Bij regisseur Christof Loy blijkt dat uit de intelligentie van de opbouw. Een te mager plotlijntje, zoals het racisme van de vader waarmee het noodlot wordt ontketend, krijgt extra vlees op het karkas. We zien de vader meteen zijn gekleurde personeel (charmant DNO-debuut van de 68-jarige Roberta Alexander) afkatten, en we ontdekken in die flashback tijdens de ouverture ook meteen hoe dochtertje Leonora aan de beklemming van het ouderlijk huis ontsnapt via religie – en met haar broer een piëta naspeelt.

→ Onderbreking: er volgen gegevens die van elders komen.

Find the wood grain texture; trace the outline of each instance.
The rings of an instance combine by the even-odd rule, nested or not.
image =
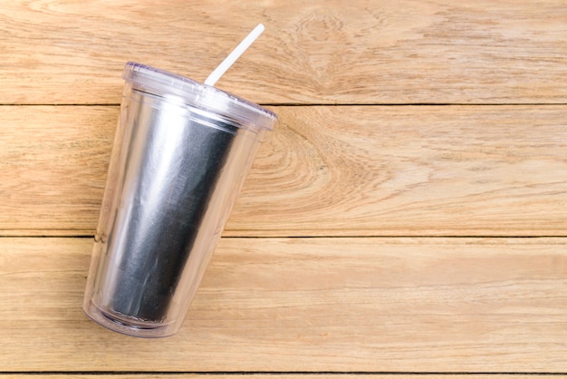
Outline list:
[[[11,1],[0,103],[117,103],[128,60],[264,103],[567,102],[562,0]]]
[[[564,236],[567,106],[274,107],[226,236]],[[5,106],[0,232],[91,235],[116,107]]]
[[[81,310],[91,238],[0,238],[4,371],[567,372],[566,238],[223,238],[181,331]]]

Sterk is dat dit beeld van Leonora als heilige moeder aan het einde, bij haar (natuurlijk noodlottige) dood, terugkeert. Zulk beeldrijm schept samenhang. Ook het eenheidsdecor van Christian Schmidt dient als bindmiddel (effectief), net als enige filmbeelden (overbodig).

Maar het blijft de vraag in hoeverre je van La forza überhaupt een voorstelling uit één stuk kunt smeden. Meer grootse scènes, zoals één met soldatenvermaak en een ander met hongerige armen, zijn voor de plot totaal misbaar, maar hun entertainmentfactor is substantieel. En dat is zeker hier zo, door de revueachtige uitwerking met wervelende freestyledans door ontblote tattoo-torso’s (nep, helaas), een wel zeer zwoele zigeunerin (de ook vocaal prachtige Veronica Simeoni) en de lijnstrakke massachoreografie van het oorwurmerig-opruiende Rataplan-koor.

Die beroemde koorscène, vaak wat ordinair aangezet, bezegelt ook het oordeel over dirigent Michele Mariotti (38). Mariotti, opgegroeid met opera, maakt een droomdebuut door Verdi te lijf te gaan met fileermes in plaats van ganzenvet. Hij verleidt het Nederlands Philharmonisch ertoe op zijn best te spelen (bij voorbeeld door de prachtige klarinetsolo van Leon Bosch gewoon los te laten), maar zijn Verdi is er vooral een van helderheid, finesse en strakke coördinatie tussen bak en podium - óók in de talrijke massakoren die geweldig worden gezongen en geacteerd en een wow-factor op zichzelf vormen.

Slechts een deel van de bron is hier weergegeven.